Gardai 'will protect new structures for checks near Border'
Top officer warns structures need protection
The Taoiseach confirmed for the first time last week that there will be some sort of checking of goods "near the Border"
A senior officer has said gardai will have to protect any structures that might be put in place at the Border in the event of a no-deal Brexit.
The Taoiseach confirmed for the first time last week that there will be some sort of checking of goods "near the Border".
Yesterday the president of the Association of Garda Superintendents, Noel Cunningham, warned that if structures were put in place in the Border region, they could become targets of dissident republicans, and would need to be protected by police on either side of the Border.
Supt Cunningham's association first raised the need for checks on goods in the event of a hard Brexit at its annual conference two years ago.
"One of the things we said is that when you get two separate economies, two separate tax regimes, two separate countries operating, one within the European Union and one outside it, that in itself creates opportunities for criminality because everything essentially becomes contraband, on both sides of the Border, because of different pricing, different tax rates etc," he said.
"I notice now that it has been confirmed by the Taoiseach that some level of checking will have to take place, whether it is at the Border or slightly away from the Border or whatever. And the issue that we discussed from the policing perspective [is that] once you create that level of opportunity you will have people who are involved in criminality who will take advantage of it because there will be money to be made."
He said Brexit "may well create huge opportunities for criminality and that's where our concerns are".
"It goes that if you put structures on the Border, those structures have to be protected."
Supt Cunningham said, "if you put a structure in place and that structure then is subject to or may be subject to attack, or not wanted by certain people in the area", the structure will need protection.
"And the only people who can protect it are the guards on one side and police on the other."
He said a Garda presence at the point of checks on goods, whether at the Border or close to it, would depend on the threat level.

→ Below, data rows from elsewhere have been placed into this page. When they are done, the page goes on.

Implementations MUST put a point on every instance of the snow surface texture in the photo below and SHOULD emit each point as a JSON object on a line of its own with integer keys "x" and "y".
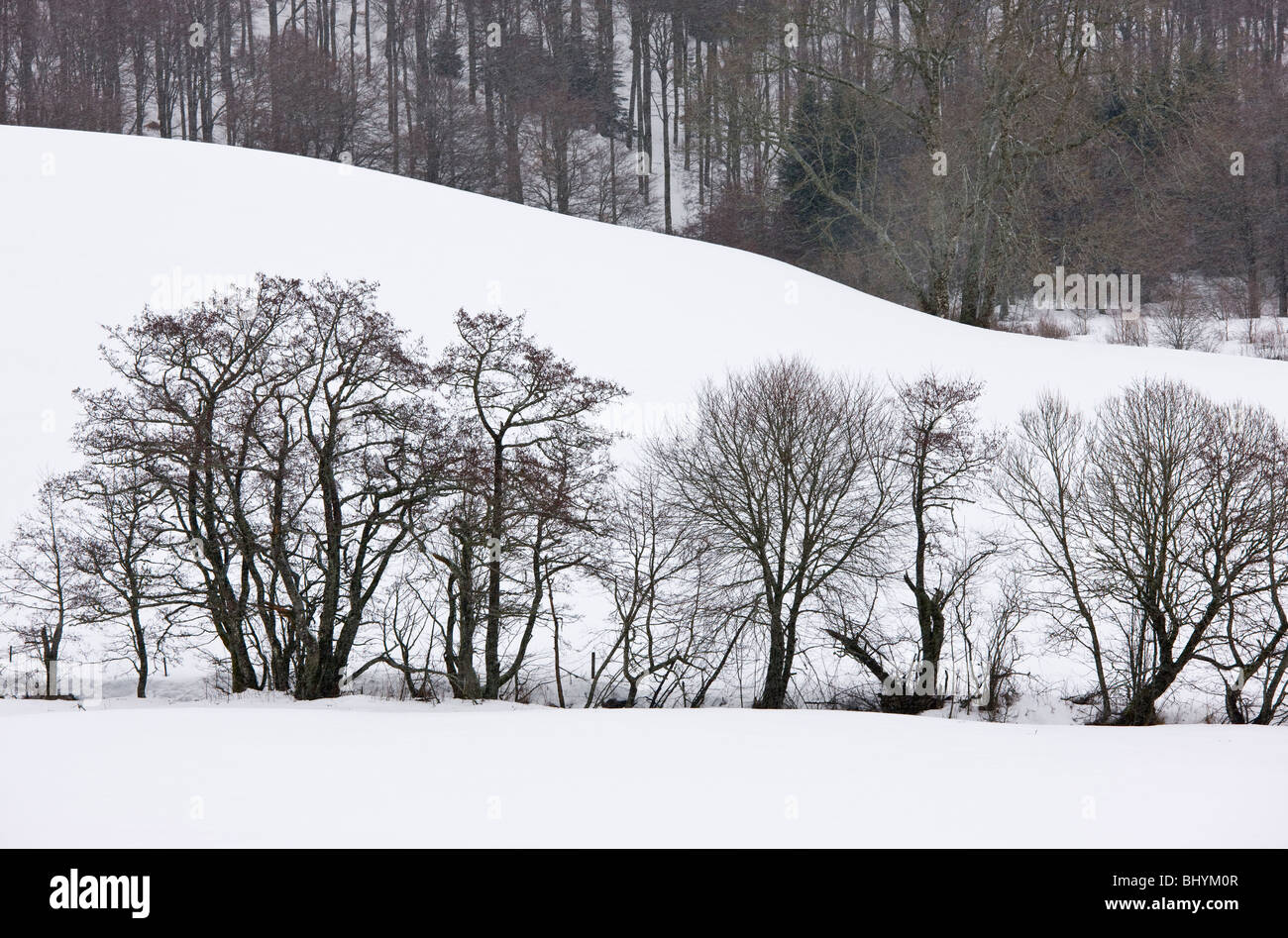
{"x": 97, "y": 226}
{"x": 360, "y": 772}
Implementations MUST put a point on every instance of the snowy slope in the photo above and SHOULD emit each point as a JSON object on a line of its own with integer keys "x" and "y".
{"x": 357, "y": 772}
{"x": 91, "y": 227}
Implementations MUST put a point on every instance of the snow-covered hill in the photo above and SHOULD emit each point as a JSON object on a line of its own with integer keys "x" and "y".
{"x": 91, "y": 227}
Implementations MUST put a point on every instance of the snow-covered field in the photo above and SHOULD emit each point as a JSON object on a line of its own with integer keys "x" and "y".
{"x": 95, "y": 226}
{"x": 360, "y": 772}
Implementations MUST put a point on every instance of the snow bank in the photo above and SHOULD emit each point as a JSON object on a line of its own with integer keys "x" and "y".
{"x": 95, "y": 226}
{"x": 359, "y": 772}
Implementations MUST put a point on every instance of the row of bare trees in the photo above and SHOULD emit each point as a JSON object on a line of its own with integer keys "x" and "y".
{"x": 286, "y": 480}
{"x": 934, "y": 154}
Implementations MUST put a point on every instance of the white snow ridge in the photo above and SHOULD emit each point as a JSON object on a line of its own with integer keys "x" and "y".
{"x": 98, "y": 226}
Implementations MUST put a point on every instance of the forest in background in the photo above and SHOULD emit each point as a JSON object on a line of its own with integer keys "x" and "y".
{"x": 935, "y": 154}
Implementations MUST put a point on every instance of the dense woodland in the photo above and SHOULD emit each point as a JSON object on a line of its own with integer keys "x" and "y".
{"x": 283, "y": 482}
{"x": 286, "y": 482}
{"x": 938, "y": 154}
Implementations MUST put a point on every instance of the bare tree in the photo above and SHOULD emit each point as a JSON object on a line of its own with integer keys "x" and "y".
{"x": 533, "y": 454}
{"x": 40, "y": 585}
{"x": 1041, "y": 482}
{"x": 791, "y": 475}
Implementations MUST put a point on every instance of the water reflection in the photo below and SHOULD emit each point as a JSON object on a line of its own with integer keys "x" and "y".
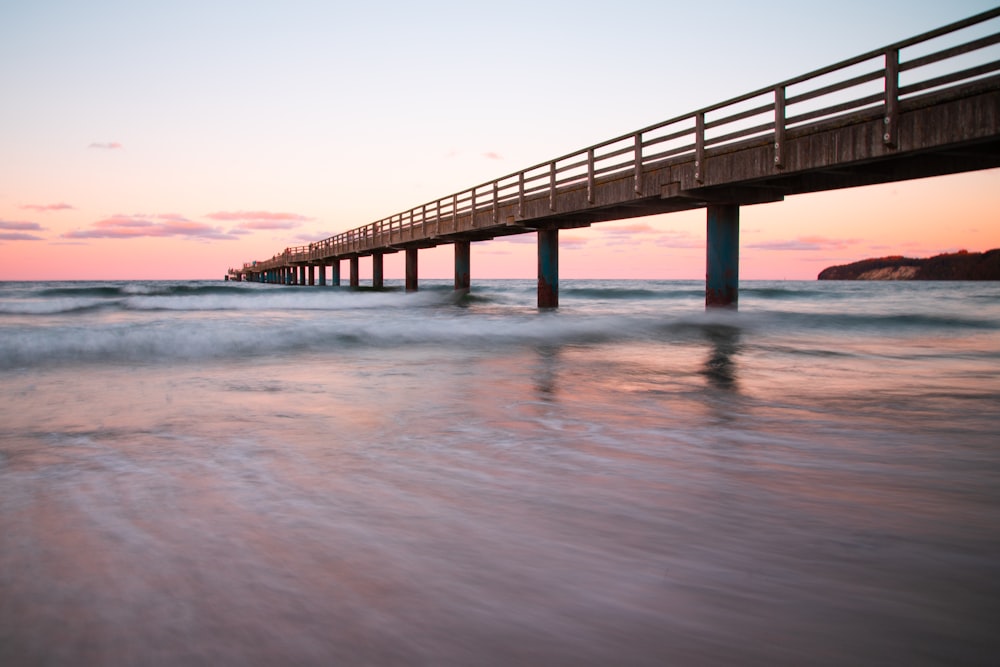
{"x": 545, "y": 372}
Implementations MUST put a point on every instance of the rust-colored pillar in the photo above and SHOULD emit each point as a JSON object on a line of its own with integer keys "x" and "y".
{"x": 411, "y": 269}
{"x": 722, "y": 272}
{"x": 548, "y": 268}
{"x": 377, "y": 271}
{"x": 462, "y": 265}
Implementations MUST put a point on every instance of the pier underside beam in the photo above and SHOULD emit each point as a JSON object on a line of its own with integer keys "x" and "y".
{"x": 463, "y": 280}
{"x": 722, "y": 271}
{"x": 548, "y": 268}
{"x": 411, "y": 269}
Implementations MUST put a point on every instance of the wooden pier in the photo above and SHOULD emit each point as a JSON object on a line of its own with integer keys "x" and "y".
{"x": 880, "y": 117}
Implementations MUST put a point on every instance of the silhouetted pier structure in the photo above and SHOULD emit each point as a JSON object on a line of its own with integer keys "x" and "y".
{"x": 926, "y": 106}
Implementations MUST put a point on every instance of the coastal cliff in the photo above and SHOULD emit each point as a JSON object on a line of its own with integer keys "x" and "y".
{"x": 961, "y": 265}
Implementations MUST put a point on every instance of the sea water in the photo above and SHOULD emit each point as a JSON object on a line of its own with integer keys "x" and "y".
{"x": 209, "y": 473}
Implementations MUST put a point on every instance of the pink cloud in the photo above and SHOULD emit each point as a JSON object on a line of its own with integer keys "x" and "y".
{"x": 256, "y": 216}
{"x": 636, "y": 228}
{"x": 805, "y": 243}
{"x": 44, "y": 208}
{"x": 18, "y": 236}
{"x": 20, "y": 226}
{"x": 138, "y": 226}
{"x": 268, "y": 224}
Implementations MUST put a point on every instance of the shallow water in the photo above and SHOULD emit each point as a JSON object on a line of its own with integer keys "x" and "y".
{"x": 217, "y": 473}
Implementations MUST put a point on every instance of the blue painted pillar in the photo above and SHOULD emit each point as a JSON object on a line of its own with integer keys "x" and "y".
{"x": 548, "y": 268}
{"x": 462, "y": 265}
{"x": 722, "y": 273}
{"x": 411, "y": 269}
{"x": 354, "y": 271}
{"x": 377, "y": 270}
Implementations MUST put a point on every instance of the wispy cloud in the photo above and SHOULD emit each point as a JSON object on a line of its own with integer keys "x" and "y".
{"x": 309, "y": 237}
{"x": 256, "y": 220}
{"x": 805, "y": 243}
{"x": 45, "y": 208}
{"x": 20, "y": 226}
{"x": 138, "y": 226}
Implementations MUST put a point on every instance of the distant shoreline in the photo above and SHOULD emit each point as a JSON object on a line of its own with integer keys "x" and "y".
{"x": 962, "y": 265}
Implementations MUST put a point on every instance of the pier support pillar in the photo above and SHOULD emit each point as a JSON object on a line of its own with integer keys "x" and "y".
{"x": 354, "y": 271}
{"x": 377, "y": 270}
{"x": 462, "y": 265}
{"x": 411, "y": 269}
{"x": 722, "y": 272}
{"x": 548, "y": 268}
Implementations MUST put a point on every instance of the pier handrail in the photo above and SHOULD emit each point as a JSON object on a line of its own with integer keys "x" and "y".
{"x": 767, "y": 112}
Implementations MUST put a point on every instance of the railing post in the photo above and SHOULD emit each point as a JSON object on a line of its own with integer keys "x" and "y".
{"x": 638, "y": 163}
{"x": 779, "y": 126}
{"x": 891, "y": 97}
{"x": 699, "y": 147}
{"x": 590, "y": 175}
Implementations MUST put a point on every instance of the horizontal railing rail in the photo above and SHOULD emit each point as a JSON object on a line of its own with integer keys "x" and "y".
{"x": 863, "y": 84}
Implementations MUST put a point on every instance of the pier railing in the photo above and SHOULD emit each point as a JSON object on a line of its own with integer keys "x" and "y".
{"x": 872, "y": 83}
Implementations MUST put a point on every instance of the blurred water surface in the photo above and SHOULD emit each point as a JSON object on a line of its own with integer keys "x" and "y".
{"x": 224, "y": 473}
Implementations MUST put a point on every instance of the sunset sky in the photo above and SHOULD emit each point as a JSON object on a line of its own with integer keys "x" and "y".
{"x": 169, "y": 140}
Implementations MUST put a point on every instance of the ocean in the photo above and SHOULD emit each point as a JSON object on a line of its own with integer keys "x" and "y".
{"x": 212, "y": 473}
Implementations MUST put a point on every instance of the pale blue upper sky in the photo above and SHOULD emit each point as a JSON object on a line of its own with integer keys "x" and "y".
{"x": 343, "y": 113}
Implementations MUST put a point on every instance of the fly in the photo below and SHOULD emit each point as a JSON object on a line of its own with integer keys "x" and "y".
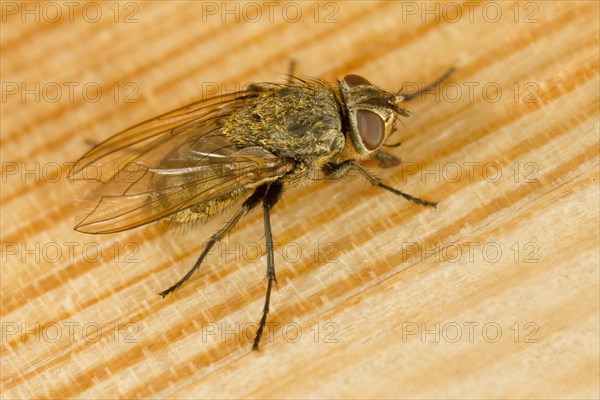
{"x": 249, "y": 146}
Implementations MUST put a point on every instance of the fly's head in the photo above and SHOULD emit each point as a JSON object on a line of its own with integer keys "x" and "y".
{"x": 370, "y": 113}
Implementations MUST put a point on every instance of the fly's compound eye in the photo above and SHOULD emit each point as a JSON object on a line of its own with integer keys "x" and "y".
{"x": 371, "y": 128}
{"x": 355, "y": 80}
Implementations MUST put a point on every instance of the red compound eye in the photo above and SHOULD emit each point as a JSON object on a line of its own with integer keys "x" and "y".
{"x": 371, "y": 128}
{"x": 355, "y": 80}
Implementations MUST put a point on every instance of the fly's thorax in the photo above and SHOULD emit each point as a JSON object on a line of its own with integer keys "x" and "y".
{"x": 370, "y": 113}
{"x": 300, "y": 121}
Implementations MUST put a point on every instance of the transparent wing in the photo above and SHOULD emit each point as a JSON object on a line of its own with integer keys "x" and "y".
{"x": 168, "y": 164}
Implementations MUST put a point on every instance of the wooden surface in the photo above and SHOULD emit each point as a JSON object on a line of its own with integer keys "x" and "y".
{"x": 493, "y": 294}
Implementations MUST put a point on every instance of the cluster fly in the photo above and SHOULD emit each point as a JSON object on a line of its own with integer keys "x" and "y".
{"x": 194, "y": 162}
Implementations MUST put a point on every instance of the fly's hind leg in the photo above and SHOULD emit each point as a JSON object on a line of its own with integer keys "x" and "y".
{"x": 249, "y": 204}
{"x": 270, "y": 199}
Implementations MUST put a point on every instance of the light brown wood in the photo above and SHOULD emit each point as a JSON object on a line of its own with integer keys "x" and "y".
{"x": 494, "y": 294}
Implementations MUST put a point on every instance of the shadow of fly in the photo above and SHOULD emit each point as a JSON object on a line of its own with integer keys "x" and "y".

"And that is where our expertise comes in. Our intelligence-gathering expertise and our communications with all of our stakeholders, will inform that decision and determine what's going to happen in relation to it."
Asked if he believed a Garda presence would be required at major Border crossings, he said: "The problem is we don't know. This is the issue. We don't know.
"I have no indication of what level of policing plan is being put in place. And we know there are plans being worked on for quite some time now."
However, he added that the Garda organisation had the capacity to respond quickly to unfolding situations, and to deploy personnel where needed. The force worked continually with the Police Service of Northern Ireland.
"The reality of Border policing is that while the main movers and shakers may have accepted the peace process, unfortunately there are many breakaway groups from the republican background. That level of engagement in relation to intelligence gathering has always continued because it is an essential element."
The Garda association has noted a significant increase in ordinary crime along the Border in recent decades, with unpoliced Border crossings creating crime corridors exploited by gangs, including the gangs behind the latest space of ATM thefts in the region.
A no-deal Brexit would provide further opportunities for crime gangs.
Supt Cunningham, who is stationed in Monaghan, said his own district had 106 Border crossings, although many had low volumes of traffic.
He stressed that the prospects for Brexit were still "in limbo".
"Everybody, including myself, wants a situation where you don't have a return to a hard Border, security customs checks, all that type of thing," he said.
"But the reality is that if Brexit occurs - and that is still very much up in the air because you could have a general election in the UK which could change the whole dynamic there - but if it does occur, straight away you have separate customs unions working opposite each other, and that is where the difficulty occurs."
The Taoiseach last week spelled out the consequences of a no-deal Brexit, and confirmed for the first time that it would mean checks of goods and live animals crossing into the Republic, with some checks taking place near the Border. The Government had previously insisted that a hard Border would be avoided.
Sinn Fein has described Border checks - and any hardening of the Border -as "completely unacceptable."